Is this absurd? Yes, of course it is. Yet recent breakthroughs in molecular biology and genetics have created an exciting new field called biogerontology that promises to explain why organisms age. And for the first time, serious scientists can imagine ways to actively alter this process. Physician Sherwin Nuland traveled to Cambridge, England, to see just how de Grey’s radical vision fits into this emerging field.
Sherwin Nuland would not be satisfied by anything less than rigorous scientific reasoning and evidence. Indeed, it’s hard to imagine a writer more qualified to profile the eccentric de Grey. A clinical professor of surgery at Yale University’s School of Medicine, Nuland is also an expert on medical history and bioethics. He has written several books on the subject of human biology, including How We Die, which won the National Book Award in 1994. He has been published in the New Yorker, the New York Times, and Time.
What does Nuland think of the bearded de Grey’s offer of immortality? He isn’t buying it. Yet he presents de Grey as a compelling and brilliant visionary who forces listeners to reconsider what they know about aging – and what it would mean to radically extend the life span of humans. Nuland concludes that de Grey’s strategies to eliminate aging won’t work. And for social, medical, and cultural reasons, he says, that’s a good thing.
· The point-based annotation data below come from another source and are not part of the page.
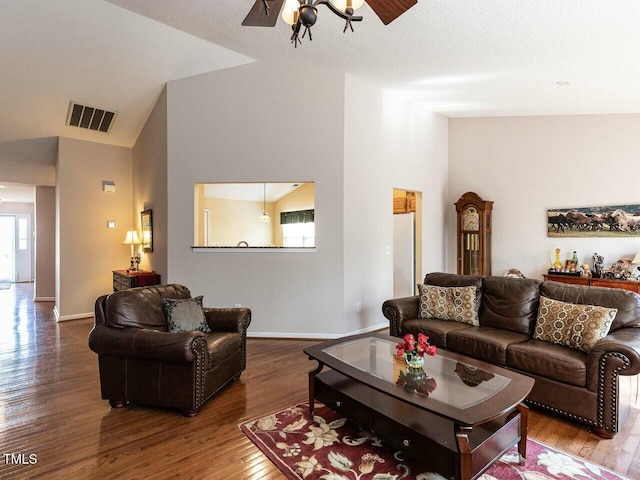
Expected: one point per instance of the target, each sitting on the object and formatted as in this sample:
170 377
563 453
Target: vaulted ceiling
455 57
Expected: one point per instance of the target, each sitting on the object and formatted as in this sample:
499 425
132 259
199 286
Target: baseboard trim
66 318
315 336
44 299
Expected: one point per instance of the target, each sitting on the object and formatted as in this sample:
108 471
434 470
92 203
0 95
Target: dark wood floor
51 412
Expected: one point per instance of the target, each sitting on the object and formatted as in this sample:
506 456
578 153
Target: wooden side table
123 279
633 286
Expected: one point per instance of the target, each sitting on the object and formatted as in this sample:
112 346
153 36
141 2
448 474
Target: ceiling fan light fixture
344 4
290 11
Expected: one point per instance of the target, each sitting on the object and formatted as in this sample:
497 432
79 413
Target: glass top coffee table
457 415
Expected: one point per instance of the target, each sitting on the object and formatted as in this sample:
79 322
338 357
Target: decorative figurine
557 264
598 265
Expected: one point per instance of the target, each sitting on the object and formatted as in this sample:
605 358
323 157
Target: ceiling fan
304 13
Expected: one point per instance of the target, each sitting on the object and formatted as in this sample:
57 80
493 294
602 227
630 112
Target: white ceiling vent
91 118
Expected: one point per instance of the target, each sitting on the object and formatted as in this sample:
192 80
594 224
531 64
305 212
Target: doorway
7 248
407 241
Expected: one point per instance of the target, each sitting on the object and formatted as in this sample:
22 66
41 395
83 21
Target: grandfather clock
474 235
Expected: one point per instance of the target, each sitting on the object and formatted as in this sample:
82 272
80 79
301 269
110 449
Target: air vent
91 118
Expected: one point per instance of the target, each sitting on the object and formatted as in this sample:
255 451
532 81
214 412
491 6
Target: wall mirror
147 230
259 215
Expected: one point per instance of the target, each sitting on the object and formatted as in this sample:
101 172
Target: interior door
23 248
404 284
7 247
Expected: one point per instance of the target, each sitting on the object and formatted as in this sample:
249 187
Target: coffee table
456 415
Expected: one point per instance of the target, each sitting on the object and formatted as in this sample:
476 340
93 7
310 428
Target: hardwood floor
54 425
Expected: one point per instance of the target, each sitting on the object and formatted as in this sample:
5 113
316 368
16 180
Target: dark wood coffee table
457 416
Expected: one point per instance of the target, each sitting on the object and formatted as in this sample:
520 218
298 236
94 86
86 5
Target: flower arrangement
413 350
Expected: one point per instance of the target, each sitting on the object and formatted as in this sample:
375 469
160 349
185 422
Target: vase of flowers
414 349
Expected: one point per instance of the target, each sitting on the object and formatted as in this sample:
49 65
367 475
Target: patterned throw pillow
185 315
449 303
571 325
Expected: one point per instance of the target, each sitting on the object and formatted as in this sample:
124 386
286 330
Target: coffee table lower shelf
434 441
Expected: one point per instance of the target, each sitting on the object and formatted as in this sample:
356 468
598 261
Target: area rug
328 447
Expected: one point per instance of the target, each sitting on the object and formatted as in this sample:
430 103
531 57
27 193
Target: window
235 211
22 234
299 234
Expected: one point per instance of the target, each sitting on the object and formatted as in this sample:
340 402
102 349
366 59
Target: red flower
413 346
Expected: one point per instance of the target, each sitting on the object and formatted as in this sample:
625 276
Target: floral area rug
328 447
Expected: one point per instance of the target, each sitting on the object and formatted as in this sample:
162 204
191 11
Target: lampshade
131 238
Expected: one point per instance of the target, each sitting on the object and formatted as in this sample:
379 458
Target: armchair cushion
185 315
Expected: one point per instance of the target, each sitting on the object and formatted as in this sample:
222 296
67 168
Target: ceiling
458 57
454 57
16 192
Nuland’s story on de Grey suggests it’s time to think about the medical and ethical implications of antiaging research. Those in the research and medical communities must explain to the public the priorities and goals of such research. Informed consumers of science and technology should be able to separate the hyperbole of de Grey’s claims from what the science could offer.
That’s real enough. While it is highly unlikely that aging can be permanently halted at the cellular level, antiaging science might allow doctors to “compress the morbidity” of their patients: that is, reduce the amount of time geriatric patients suffer from the chronic diseases of old age like heart disease, macular degeneration, senile diabetes, or dementia. Such therapies would also extend human life – at least a little bit, anyway. Human beings could live beyond the age of 80 or 90, and in relatively good health. And while that’s not immortality, it offers something like happiness on a reasonable, human scale.